Polygon Decomposition by J. Mark Keil contains the following algorithm (in unoptimised form):
diags = decomp(poly)
min, tmp : EdgeList
ndiags : Integer
for each reflex vertex i
for every other vertex j
if i can see j
left = the polygon given by vertices i to j
right = the polygon given by vertices j to i
tmp = decomp(left) + decomp(right)
if(tmp.size < ndiags)
min = tmp
ndiags = tmp.size
min += the diagonal i to j
Basically it exhaustively compares all possible partitions, and returns the one with the least diagonals produced. In this sense it is somewhat brute-force and optimal as well.

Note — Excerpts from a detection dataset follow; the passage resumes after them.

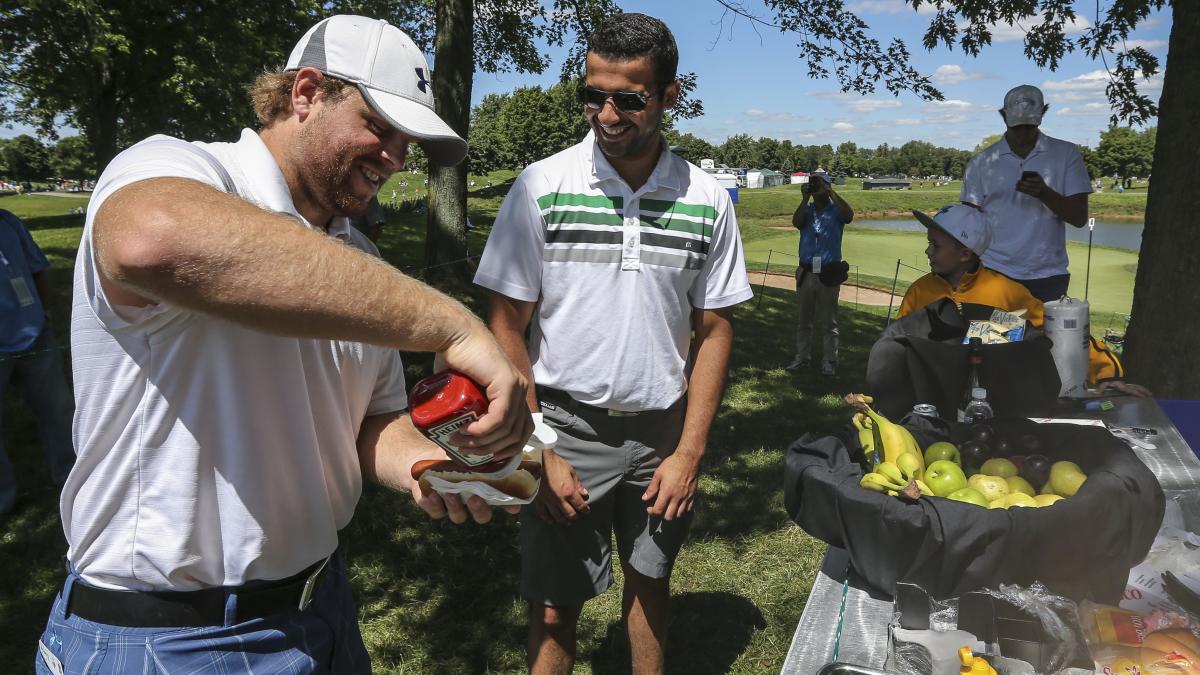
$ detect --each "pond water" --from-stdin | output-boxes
[854,219,1144,252]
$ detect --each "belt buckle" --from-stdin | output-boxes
[296,557,329,611]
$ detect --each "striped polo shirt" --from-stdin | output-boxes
[475,133,751,411]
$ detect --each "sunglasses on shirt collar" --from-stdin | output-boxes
[577,86,658,113]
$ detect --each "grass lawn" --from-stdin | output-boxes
[738,178,1146,226]
[737,183,1146,334]
[0,184,864,674]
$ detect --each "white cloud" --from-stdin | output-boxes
[1042,70,1163,104]
[1057,103,1112,117]
[1114,40,1166,52]
[846,98,904,113]
[846,0,937,16]
[959,17,1092,44]
[742,108,797,121]
[934,65,986,84]
[925,98,1000,114]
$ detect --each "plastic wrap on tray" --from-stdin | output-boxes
[1079,602,1200,675]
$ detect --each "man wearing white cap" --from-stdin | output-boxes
[36,16,532,673]
[960,84,1092,301]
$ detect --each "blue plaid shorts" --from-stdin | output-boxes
[35,554,371,675]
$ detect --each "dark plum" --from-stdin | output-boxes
[1019,434,1042,455]
[959,441,991,471]
[1021,455,1052,490]
[971,424,996,448]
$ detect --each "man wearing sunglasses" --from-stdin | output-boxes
[475,13,751,673]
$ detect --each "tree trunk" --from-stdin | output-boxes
[425,0,475,283]
[1124,0,1200,399]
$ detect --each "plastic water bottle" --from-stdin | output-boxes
[962,387,992,424]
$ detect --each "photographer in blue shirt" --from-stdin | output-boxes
[787,173,854,376]
[0,209,74,514]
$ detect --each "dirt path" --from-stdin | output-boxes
[750,271,902,307]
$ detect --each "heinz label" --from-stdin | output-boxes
[425,412,496,466]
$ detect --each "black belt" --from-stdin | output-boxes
[67,558,329,628]
[535,384,650,417]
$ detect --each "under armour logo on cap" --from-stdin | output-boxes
[284,14,467,166]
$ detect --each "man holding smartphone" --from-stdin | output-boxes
[787,173,854,377]
[960,84,1092,301]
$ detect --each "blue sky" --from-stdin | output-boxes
[473,0,1170,149]
[0,0,1170,149]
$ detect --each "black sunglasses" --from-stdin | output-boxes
[578,86,654,113]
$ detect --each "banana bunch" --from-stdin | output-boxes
[850,412,875,464]
[858,453,934,500]
[846,394,925,471]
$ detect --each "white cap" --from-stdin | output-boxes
[1004,84,1045,126]
[284,14,467,166]
[912,204,991,256]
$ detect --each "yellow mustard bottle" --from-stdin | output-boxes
[959,647,996,675]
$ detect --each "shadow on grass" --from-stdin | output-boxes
[580,591,767,675]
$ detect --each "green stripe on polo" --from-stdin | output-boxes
[642,199,716,220]
[545,210,622,227]
[538,192,625,211]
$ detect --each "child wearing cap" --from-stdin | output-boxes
[896,204,1042,325]
[896,204,1151,398]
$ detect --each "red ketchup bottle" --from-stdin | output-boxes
[408,370,494,466]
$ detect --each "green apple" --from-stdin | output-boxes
[1033,487,1063,506]
[946,488,988,508]
[979,458,1019,478]
[1002,492,1038,508]
[925,441,962,466]
[1051,461,1087,497]
[1004,476,1037,497]
[925,459,967,497]
[967,473,1009,502]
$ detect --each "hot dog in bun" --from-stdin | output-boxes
[410,413,558,506]
[412,459,541,502]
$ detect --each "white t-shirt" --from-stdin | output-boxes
[61,130,407,590]
[475,133,752,411]
[960,133,1092,279]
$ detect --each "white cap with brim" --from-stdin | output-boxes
[912,204,991,256]
[284,14,467,166]
[1004,84,1045,126]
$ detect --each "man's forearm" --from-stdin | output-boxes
[829,187,854,225]
[94,179,484,351]
[358,412,444,492]
[677,307,733,462]
[792,195,809,229]
[1042,187,1087,227]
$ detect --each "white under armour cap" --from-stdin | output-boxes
[1004,84,1046,126]
[912,204,991,256]
[286,14,467,166]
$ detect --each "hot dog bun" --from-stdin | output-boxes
[412,459,541,501]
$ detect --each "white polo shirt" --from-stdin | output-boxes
[475,133,752,403]
[61,130,407,590]
[960,133,1092,279]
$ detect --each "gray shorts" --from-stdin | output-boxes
[521,392,692,607]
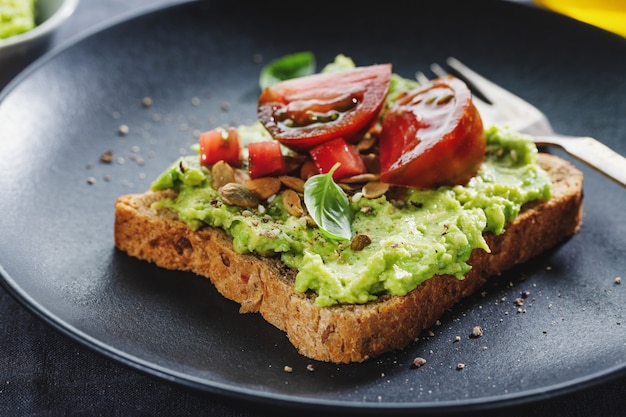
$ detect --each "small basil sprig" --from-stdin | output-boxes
[259,52,315,90]
[304,163,352,240]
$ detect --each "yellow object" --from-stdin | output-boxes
[534,0,626,37]
[0,0,35,39]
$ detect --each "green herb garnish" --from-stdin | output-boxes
[304,163,352,240]
[259,52,315,90]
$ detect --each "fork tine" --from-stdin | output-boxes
[446,57,552,134]
[415,71,430,84]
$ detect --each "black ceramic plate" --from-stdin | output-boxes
[0,1,626,413]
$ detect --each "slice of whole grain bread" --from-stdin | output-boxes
[114,154,583,363]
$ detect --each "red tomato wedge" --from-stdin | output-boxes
[309,138,367,181]
[198,127,241,166]
[257,64,391,152]
[248,140,287,178]
[379,76,486,188]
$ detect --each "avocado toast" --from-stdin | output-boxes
[115,55,582,363]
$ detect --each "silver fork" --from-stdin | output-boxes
[416,57,626,187]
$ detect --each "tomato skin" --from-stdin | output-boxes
[248,140,287,178]
[309,138,367,181]
[379,76,486,188]
[198,127,241,166]
[257,64,391,152]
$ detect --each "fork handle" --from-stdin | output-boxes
[534,135,626,187]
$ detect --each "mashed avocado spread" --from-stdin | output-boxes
[152,125,551,306]
[0,0,35,39]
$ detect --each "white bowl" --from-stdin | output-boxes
[0,0,79,62]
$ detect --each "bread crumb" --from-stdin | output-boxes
[100,150,113,164]
[470,326,483,338]
[413,356,426,368]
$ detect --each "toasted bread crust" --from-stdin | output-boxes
[114,154,583,363]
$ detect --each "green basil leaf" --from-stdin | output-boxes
[259,52,315,90]
[304,163,352,240]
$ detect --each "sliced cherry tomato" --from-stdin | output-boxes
[198,127,241,166]
[257,64,391,151]
[309,138,367,181]
[379,76,486,188]
[248,140,287,178]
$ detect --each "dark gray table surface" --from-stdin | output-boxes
[0,0,626,417]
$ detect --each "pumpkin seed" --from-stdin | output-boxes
[362,181,389,198]
[244,177,282,200]
[219,182,261,207]
[211,161,235,190]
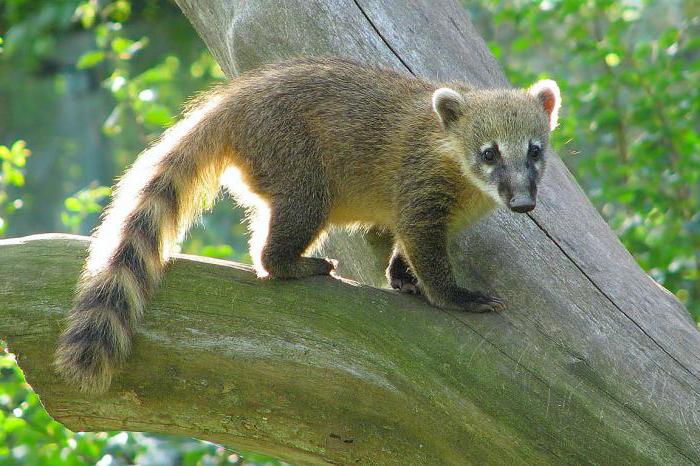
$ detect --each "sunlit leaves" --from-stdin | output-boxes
[0,140,31,235]
[75,50,105,70]
[61,186,111,233]
[470,0,700,320]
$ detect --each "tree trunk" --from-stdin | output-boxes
[0,0,700,464]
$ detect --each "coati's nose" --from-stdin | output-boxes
[508,196,535,214]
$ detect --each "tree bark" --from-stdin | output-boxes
[0,0,700,464]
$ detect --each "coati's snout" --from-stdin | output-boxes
[508,196,536,214]
[490,141,544,213]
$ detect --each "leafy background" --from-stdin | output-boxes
[0,0,700,466]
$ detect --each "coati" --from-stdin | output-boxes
[55,58,560,392]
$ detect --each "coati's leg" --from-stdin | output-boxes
[365,226,420,294]
[260,195,334,278]
[398,219,504,312]
[386,244,421,294]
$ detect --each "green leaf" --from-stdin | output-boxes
[112,37,134,53]
[143,104,173,127]
[76,50,105,70]
[63,197,83,212]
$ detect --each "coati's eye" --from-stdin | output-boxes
[527,144,542,160]
[481,147,498,163]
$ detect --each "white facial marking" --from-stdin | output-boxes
[479,142,496,152]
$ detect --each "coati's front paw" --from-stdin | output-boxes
[430,288,505,312]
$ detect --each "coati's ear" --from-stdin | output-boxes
[529,79,561,131]
[433,87,465,129]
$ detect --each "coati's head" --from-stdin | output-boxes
[433,80,561,212]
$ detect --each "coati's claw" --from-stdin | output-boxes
[434,288,505,312]
[470,292,506,312]
[391,277,422,295]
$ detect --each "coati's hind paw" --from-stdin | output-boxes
[431,288,506,312]
[389,272,422,294]
[386,257,422,294]
[466,291,506,312]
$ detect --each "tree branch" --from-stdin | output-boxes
[0,235,699,464]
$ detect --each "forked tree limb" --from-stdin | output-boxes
[0,0,700,464]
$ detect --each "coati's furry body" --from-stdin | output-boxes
[56,58,559,392]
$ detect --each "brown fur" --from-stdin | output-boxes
[56,58,558,392]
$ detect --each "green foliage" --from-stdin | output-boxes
[61,186,112,234]
[0,140,31,236]
[474,0,700,321]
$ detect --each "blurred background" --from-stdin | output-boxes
[0,0,700,466]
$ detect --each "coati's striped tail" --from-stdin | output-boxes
[55,92,230,392]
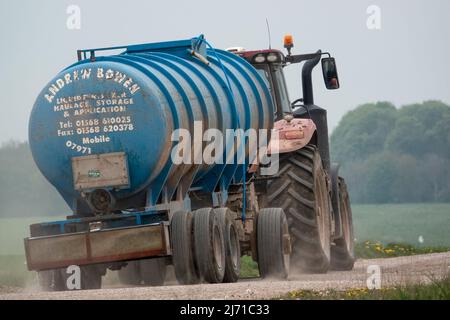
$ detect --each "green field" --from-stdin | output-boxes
[0,204,450,285]
[352,203,450,247]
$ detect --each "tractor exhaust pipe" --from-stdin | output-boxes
[302,50,322,106]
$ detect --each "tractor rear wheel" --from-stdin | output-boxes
[214,208,241,282]
[262,145,331,273]
[170,211,200,284]
[256,208,291,279]
[331,177,355,271]
[193,208,226,283]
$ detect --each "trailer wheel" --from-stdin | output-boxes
[38,265,102,291]
[331,177,355,271]
[262,145,331,273]
[119,258,166,286]
[140,258,167,286]
[170,211,200,284]
[80,265,106,290]
[118,261,141,286]
[214,208,241,282]
[256,208,291,279]
[193,208,226,283]
[38,269,66,291]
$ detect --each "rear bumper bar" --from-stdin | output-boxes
[24,222,172,270]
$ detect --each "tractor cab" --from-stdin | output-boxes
[229,48,292,119]
[227,35,339,120]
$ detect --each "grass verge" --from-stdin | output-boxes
[279,276,450,300]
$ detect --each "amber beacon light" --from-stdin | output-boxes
[283,34,294,54]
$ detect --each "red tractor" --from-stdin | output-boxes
[228,35,355,273]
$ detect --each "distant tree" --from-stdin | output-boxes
[331,101,450,203]
[331,102,397,163]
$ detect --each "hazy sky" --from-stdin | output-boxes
[0,0,450,143]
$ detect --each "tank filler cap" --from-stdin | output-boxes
[87,189,116,214]
[225,47,247,54]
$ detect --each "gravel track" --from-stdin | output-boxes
[0,252,450,300]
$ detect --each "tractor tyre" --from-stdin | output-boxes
[170,211,200,284]
[193,208,226,283]
[331,177,355,271]
[256,208,291,279]
[214,208,241,282]
[262,145,331,273]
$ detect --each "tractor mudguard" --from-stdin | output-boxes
[268,118,316,154]
[330,163,342,238]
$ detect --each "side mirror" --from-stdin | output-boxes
[322,58,339,90]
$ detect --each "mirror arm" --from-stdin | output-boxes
[302,50,322,105]
[285,50,331,64]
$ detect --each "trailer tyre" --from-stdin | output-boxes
[193,208,226,283]
[80,265,106,290]
[38,269,66,291]
[140,258,167,286]
[214,208,241,282]
[170,211,200,284]
[331,177,355,271]
[38,265,102,291]
[256,208,291,279]
[262,145,331,273]
[119,258,166,286]
[118,261,141,286]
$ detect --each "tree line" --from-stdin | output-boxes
[331,101,450,203]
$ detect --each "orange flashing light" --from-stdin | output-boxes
[283,34,294,48]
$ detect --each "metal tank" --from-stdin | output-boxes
[29,37,274,214]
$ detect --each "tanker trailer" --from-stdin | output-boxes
[25,36,351,290]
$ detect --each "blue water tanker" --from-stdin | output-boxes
[25,36,354,290]
[29,38,274,214]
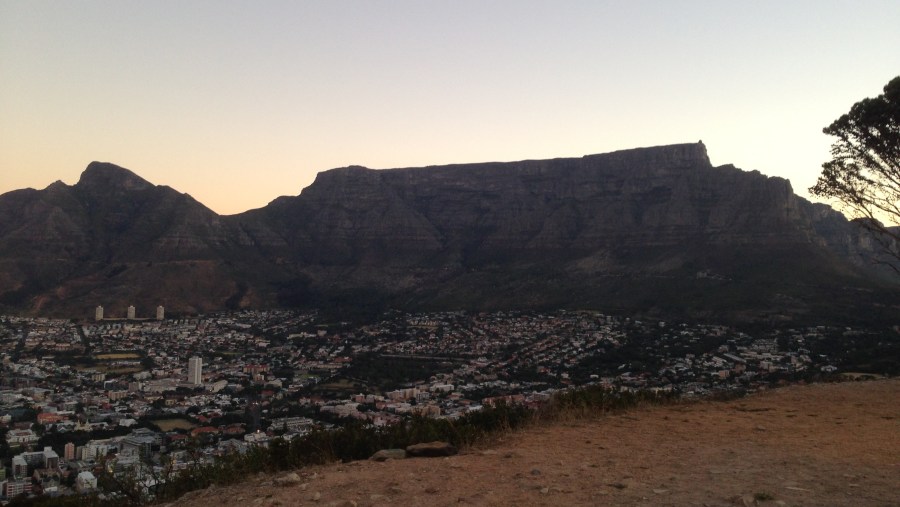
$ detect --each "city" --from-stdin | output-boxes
[0,307,880,499]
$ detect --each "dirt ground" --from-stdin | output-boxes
[173,379,900,507]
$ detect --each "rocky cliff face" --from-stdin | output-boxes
[0,144,896,319]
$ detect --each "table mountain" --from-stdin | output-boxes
[0,143,898,320]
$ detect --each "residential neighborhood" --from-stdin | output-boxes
[0,310,878,499]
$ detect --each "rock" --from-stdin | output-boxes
[369,449,406,461]
[275,472,303,486]
[406,441,459,458]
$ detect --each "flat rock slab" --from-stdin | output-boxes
[406,442,459,458]
[369,449,406,461]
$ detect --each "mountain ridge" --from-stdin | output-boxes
[0,143,896,320]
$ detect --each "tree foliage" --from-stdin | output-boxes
[809,76,900,269]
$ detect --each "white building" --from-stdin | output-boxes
[188,356,203,386]
[75,471,97,493]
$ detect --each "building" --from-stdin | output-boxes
[3,478,31,498]
[188,356,203,386]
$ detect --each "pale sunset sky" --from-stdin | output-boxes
[0,0,900,214]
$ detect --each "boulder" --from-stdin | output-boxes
[369,449,406,461]
[406,441,459,458]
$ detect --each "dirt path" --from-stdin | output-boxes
[174,380,900,507]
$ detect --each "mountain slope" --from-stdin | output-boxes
[0,143,898,320]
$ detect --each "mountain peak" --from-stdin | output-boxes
[77,162,153,190]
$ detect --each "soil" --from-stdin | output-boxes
[174,379,900,507]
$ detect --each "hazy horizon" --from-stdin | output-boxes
[0,0,900,214]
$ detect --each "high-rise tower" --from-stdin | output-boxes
[188,356,203,386]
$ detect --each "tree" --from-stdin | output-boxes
[809,76,900,273]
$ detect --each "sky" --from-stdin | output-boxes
[0,0,900,214]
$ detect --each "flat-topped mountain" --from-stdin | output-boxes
[0,143,900,320]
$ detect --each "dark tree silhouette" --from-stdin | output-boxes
[809,76,900,272]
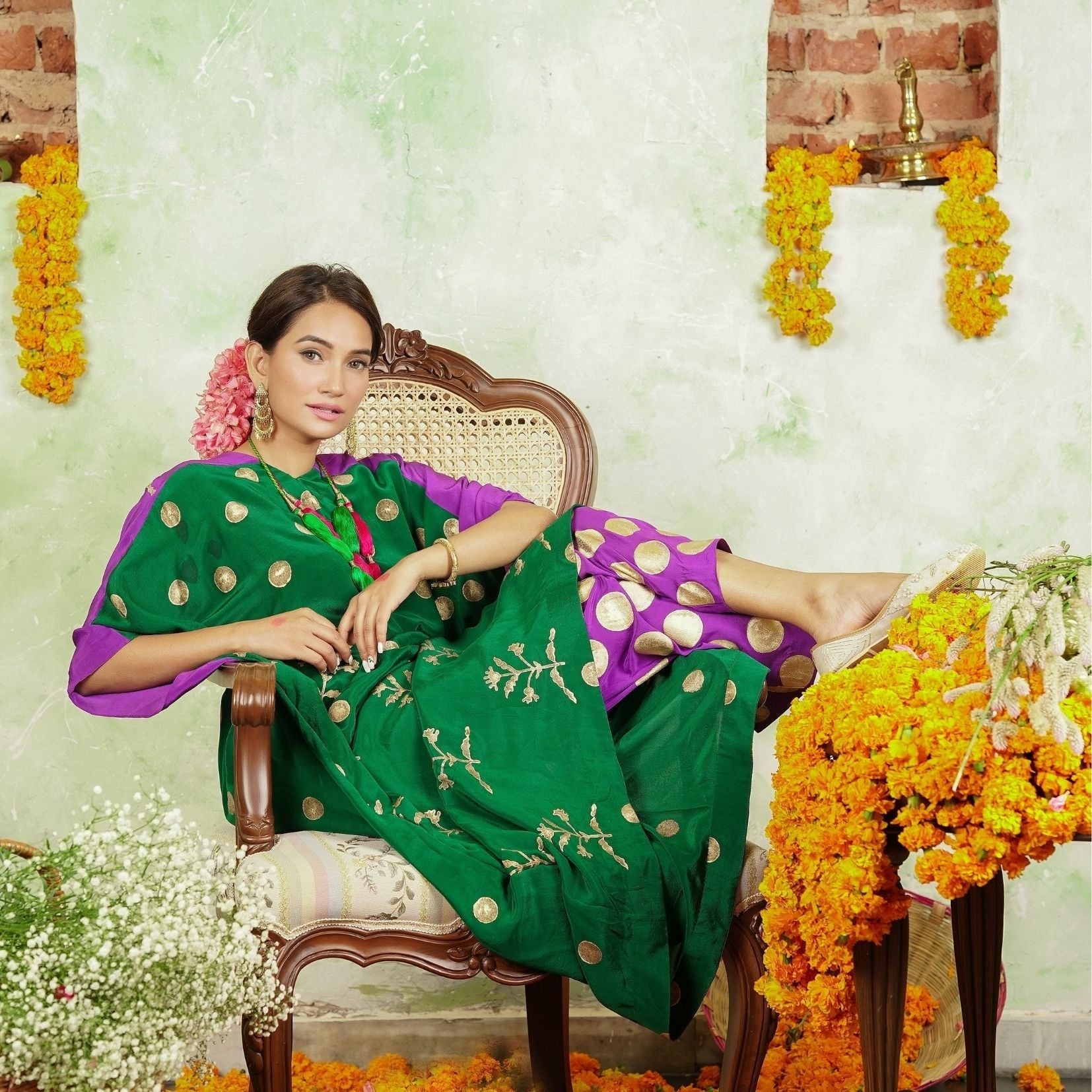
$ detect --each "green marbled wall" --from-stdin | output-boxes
[0,0,1090,1031]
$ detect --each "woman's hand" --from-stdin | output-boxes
[237,607,353,675]
[337,554,421,671]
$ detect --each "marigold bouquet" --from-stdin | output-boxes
[762,144,860,345]
[12,144,87,402]
[0,790,289,1092]
[759,549,1092,1027]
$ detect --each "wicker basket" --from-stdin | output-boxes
[703,893,1006,1092]
[0,838,38,1092]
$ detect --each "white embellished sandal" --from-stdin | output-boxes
[811,545,986,675]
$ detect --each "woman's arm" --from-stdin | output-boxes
[337,500,557,671]
[75,611,351,698]
[409,500,557,580]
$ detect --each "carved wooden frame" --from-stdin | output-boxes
[360,322,597,512]
[232,324,774,1092]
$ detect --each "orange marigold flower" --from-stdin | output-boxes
[694,1066,721,1092]
[1017,1060,1066,1092]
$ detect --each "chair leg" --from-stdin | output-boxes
[242,1013,292,1092]
[523,974,572,1092]
[952,873,1005,1092]
[853,917,910,1092]
[721,907,778,1092]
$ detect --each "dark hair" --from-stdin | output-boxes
[247,263,384,359]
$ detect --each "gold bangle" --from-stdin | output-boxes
[428,538,459,588]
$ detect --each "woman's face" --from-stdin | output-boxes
[247,299,377,441]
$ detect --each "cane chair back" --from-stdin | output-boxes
[321,324,595,512]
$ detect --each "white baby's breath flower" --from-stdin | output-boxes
[0,788,290,1092]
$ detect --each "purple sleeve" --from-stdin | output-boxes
[68,463,234,716]
[361,454,534,531]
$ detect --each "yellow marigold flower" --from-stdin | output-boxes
[762,147,860,345]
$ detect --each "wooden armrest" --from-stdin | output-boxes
[232,664,276,854]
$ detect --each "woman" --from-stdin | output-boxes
[70,265,985,1037]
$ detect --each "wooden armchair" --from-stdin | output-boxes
[232,324,774,1092]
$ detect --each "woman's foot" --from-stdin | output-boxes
[811,545,986,675]
[807,572,910,644]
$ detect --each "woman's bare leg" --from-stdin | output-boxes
[716,551,906,644]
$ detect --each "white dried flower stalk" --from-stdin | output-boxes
[974,543,1092,753]
[1015,543,1066,572]
[0,790,289,1092]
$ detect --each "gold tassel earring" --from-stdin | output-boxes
[254,384,273,440]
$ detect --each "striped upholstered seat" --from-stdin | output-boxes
[239,831,765,939]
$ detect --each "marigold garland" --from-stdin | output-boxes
[757,593,1092,1030]
[937,137,1012,337]
[175,1052,721,1092]
[756,983,940,1092]
[762,144,860,345]
[1017,1060,1066,1092]
[12,144,87,403]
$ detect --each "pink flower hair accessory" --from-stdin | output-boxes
[190,337,254,459]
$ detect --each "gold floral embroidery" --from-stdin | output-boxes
[391,796,462,835]
[421,724,493,795]
[372,668,413,708]
[538,803,629,870]
[483,629,576,705]
[500,847,557,876]
[415,636,459,666]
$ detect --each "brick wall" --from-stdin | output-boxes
[0,0,77,178]
[767,0,997,160]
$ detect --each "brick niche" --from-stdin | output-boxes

If you want "nicer looking" decompositions, that is ones that produce more compact shapes rather than elongated ones, you could also consider this one produced by Mark Bayazit, which is greedy (hence much faster) and looks nicer but has a few shortcomings. It basically works by trying to connect reflex vertices to the best one opposite to it, typically to another reflex vertex:
One of the shortcomings is that it ignores "better" decompositions by creating Steiner points (points that do not exist on an existing edge):
The problem in 3D can be similar; instead of reflex vertices, you identify "notch edges". A naive implementation would be to identify notch edges, and perform plane cuts on the polyhedron repeatedly until all polyhedra are convex. Check out "Convex Partitions of Polyhedra: a Lower Bound and Worst-Case Optimal Algorithm" by Bernard Chazelle for more details.
Note that this approach could produce worst case an exponential number of sub-polyhedra. This is because you could have degenerate cases like this:
But if you have a non-trivial mesh (think bumpy surface), you'll get poor results anyway. It's very likely that you'll want to do a lot of simplification beforehand, if you ever need to use this for complex meshes.